Notes on revised Intermediate Representation (ph2)

Julian Brown, 21 January 2001. Updated 4 February 2001.

The original intermediate representation used by ARMphetamine ("Phetacode"), while just about adequate, suffered from a couple of fairly serious flaws which limited its usefulness. These included:

Grungy flag handling, no support for "meta" control-flow
Poorly-defined flow control between basic blocks
Dubious register handling, especially for temporaries
Pessimal translation to x86 code
Bulky, ugly, etc. etc. etc.

Ideally, we want a language which is amenable to 'real' register allocation and flow control. We want to keep everything well-defined and mind-numbingly simple, so it's easy to see when things are going wrong. We want to be able to do condition-code abstraction (see later), without hurting our heads.

Some things remain the same: the "chunk-based" profiling algorithm, the rationale behind not jumping into the middle of blocks, dynamic register allocation, the existence of an intermediate representation at all, etc. ph2 will primarily support the 32-bit addressing mode of the ARM, but the 26-bit addressing mode will be kept in mind for later addition.

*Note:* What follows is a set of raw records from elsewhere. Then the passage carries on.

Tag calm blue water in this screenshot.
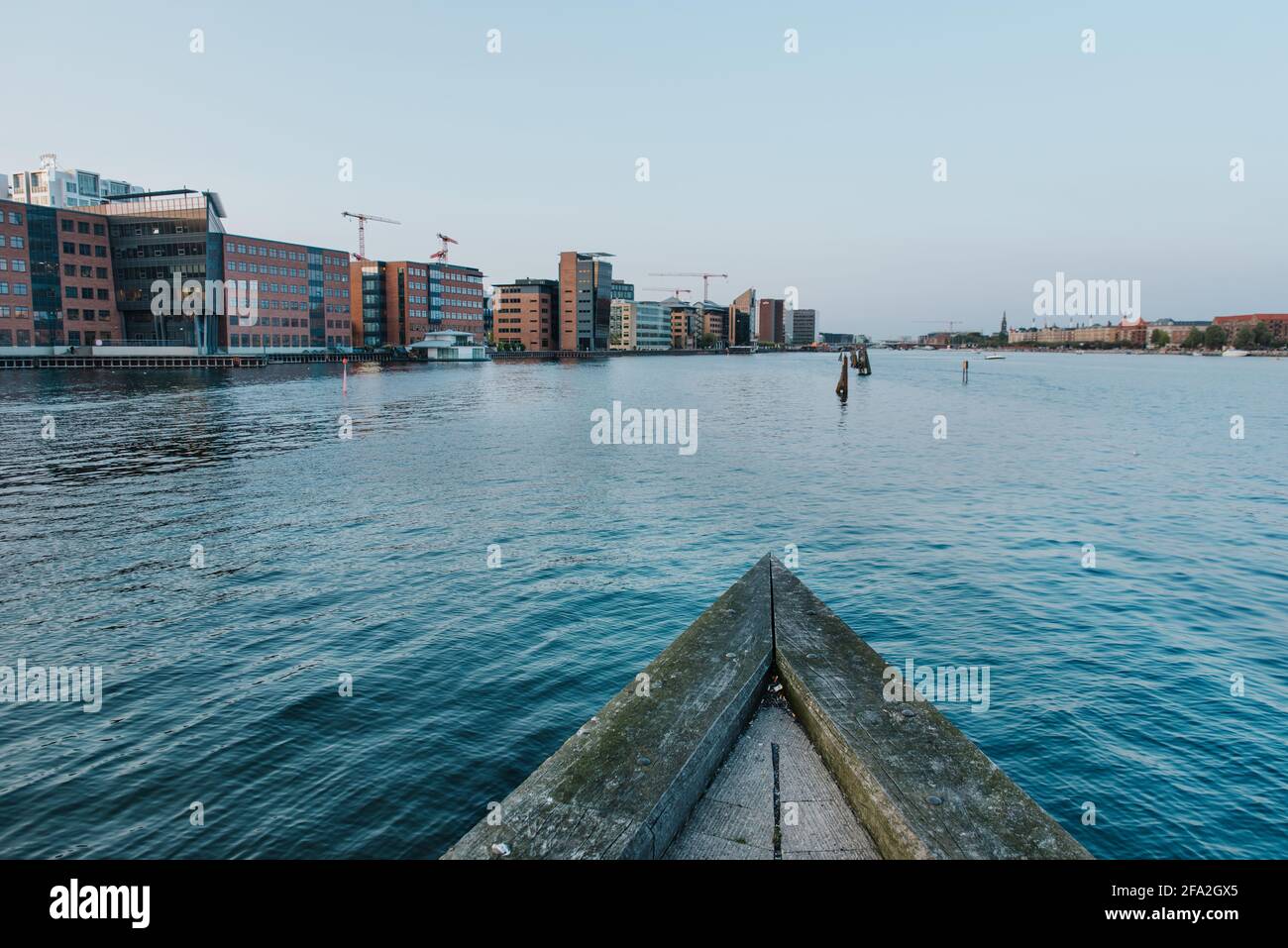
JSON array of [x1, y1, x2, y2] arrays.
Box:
[[0, 352, 1288, 858]]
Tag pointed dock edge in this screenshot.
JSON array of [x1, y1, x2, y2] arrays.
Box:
[[443, 557, 773, 859], [773, 559, 1091, 859], [443, 555, 1091, 859]]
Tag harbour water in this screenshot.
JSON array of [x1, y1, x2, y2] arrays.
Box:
[[0, 352, 1288, 858]]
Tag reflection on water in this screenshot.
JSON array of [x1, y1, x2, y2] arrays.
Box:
[[0, 352, 1288, 857]]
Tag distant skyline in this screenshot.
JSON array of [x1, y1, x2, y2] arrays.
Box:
[[0, 0, 1288, 338]]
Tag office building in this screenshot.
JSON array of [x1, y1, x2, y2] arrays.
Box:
[[756, 299, 787, 345], [609, 299, 671, 351], [349, 261, 437, 349], [492, 278, 559, 352], [783, 309, 818, 345], [219, 235, 352, 353], [430, 262, 485, 343], [725, 290, 756, 345], [555, 250, 613, 351]]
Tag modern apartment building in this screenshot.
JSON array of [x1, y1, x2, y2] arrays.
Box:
[[783, 309, 818, 345], [555, 250, 613, 351], [662, 296, 702, 349], [756, 299, 787, 345], [10, 155, 143, 207], [492, 278, 559, 352], [219, 235, 353, 353], [609, 299, 671, 349], [0, 200, 121, 355], [84, 188, 226, 353], [430, 262, 486, 343], [1216, 313, 1288, 343], [725, 290, 756, 345], [697, 300, 729, 348], [349, 261, 437, 348], [0, 201, 36, 353], [1004, 319, 1148, 348]]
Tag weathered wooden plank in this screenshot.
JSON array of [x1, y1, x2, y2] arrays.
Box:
[[443, 557, 773, 859], [773, 559, 1090, 859]]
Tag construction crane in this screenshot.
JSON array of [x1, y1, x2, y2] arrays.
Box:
[[649, 273, 729, 303], [429, 233, 460, 264], [342, 211, 402, 261], [917, 319, 962, 349]]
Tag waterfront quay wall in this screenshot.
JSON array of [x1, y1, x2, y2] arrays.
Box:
[[443, 557, 1090, 859]]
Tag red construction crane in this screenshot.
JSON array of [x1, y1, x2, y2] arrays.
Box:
[[342, 211, 402, 261], [649, 273, 729, 303], [429, 233, 460, 264]]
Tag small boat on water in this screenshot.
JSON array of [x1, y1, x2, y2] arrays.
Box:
[[407, 330, 490, 362]]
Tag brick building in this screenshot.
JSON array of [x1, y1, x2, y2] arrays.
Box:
[[492, 278, 559, 352]]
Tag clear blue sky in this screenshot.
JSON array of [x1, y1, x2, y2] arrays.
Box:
[[0, 0, 1288, 336]]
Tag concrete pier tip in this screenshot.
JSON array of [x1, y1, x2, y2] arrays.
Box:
[[443, 555, 1090, 859]]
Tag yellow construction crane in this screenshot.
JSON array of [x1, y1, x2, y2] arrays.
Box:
[[342, 211, 402, 261]]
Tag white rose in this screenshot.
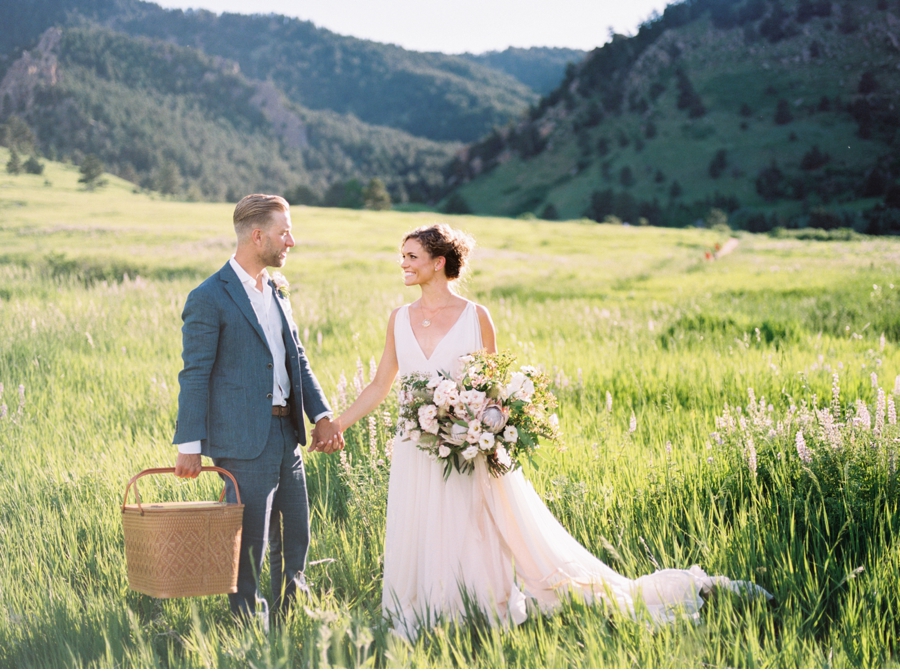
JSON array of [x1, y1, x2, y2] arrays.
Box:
[[466, 419, 481, 445], [494, 445, 512, 468], [422, 417, 441, 436], [478, 431, 494, 452], [419, 405, 437, 426], [516, 378, 534, 403]]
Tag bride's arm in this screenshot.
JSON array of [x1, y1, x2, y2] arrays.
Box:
[[335, 308, 400, 431], [475, 305, 497, 354]]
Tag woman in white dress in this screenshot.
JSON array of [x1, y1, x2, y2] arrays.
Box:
[[326, 224, 767, 638]]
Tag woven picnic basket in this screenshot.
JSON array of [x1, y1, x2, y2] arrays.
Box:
[[122, 466, 244, 599]]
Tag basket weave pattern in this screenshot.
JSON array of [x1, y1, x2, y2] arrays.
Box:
[[122, 468, 244, 599]]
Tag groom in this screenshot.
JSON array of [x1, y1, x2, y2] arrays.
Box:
[[172, 194, 343, 618]]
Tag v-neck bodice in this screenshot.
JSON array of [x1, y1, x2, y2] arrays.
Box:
[[394, 301, 484, 375]]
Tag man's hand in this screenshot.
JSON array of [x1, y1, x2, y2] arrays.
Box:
[[309, 417, 344, 454], [175, 452, 201, 478]]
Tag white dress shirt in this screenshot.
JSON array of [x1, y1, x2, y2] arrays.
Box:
[[178, 256, 331, 454]]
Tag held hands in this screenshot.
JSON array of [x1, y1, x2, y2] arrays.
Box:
[[309, 417, 344, 454], [175, 452, 201, 478]]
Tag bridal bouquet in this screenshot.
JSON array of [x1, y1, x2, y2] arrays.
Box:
[[400, 352, 560, 479]]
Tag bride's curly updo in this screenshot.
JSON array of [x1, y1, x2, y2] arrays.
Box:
[[401, 224, 475, 280]]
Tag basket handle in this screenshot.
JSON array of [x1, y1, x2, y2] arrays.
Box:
[[122, 466, 241, 515]]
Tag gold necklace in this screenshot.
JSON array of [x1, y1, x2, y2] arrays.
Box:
[[419, 303, 450, 328]]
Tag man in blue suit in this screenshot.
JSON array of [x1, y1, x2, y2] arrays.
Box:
[[172, 194, 344, 622]]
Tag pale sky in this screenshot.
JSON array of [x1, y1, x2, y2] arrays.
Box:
[[155, 0, 672, 53]]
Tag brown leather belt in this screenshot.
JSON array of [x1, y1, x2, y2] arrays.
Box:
[[272, 403, 291, 417]]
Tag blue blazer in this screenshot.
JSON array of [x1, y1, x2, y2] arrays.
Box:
[[172, 263, 330, 459]]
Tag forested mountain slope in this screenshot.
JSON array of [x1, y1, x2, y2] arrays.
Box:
[[0, 26, 455, 200], [446, 0, 900, 233], [0, 0, 538, 141]]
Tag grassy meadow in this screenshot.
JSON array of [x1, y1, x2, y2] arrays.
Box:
[[0, 150, 900, 667]]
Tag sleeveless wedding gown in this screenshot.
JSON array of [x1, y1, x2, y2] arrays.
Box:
[[382, 302, 770, 639]]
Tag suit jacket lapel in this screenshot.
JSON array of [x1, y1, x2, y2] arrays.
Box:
[[269, 280, 297, 356], [219, 263, 269, 348]]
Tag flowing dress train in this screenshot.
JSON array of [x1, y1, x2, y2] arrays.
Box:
[[382, 302, 769, 638]]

In contrast to the original phetacode, we're going to use a variable-length bytecode, mainly to keep things neat but extendable, but also because we're only building a decoder in software, and it won't hurt much. Note though that it may be necessary to scan this code backwards, so each instruction shall be postfixed with its length in bytes.

Basic operations shall include:

Arithmetic (addition, subtraction, multiplication, etc)
Logic (and, or, shifts, etc)
Load/store
The 'xjmp' from the original phetacode, to transfer control to the start of another *chunk*
Software interrupt
Undefined instruction
Load byte/word constant

None of these instructions deals with 'real' ARM registers, nor does it reference condition-code flags directly. Instead, a special set of (currently 256) registers is used to hold values used in calculations. A pair of instructions:

fetch
commit

Are used to move registers from the ARM to the ph2 registers when they're needed, and move them back when they're done with. This means a register-allocation function need concern itself only with the fetch and commit instructions.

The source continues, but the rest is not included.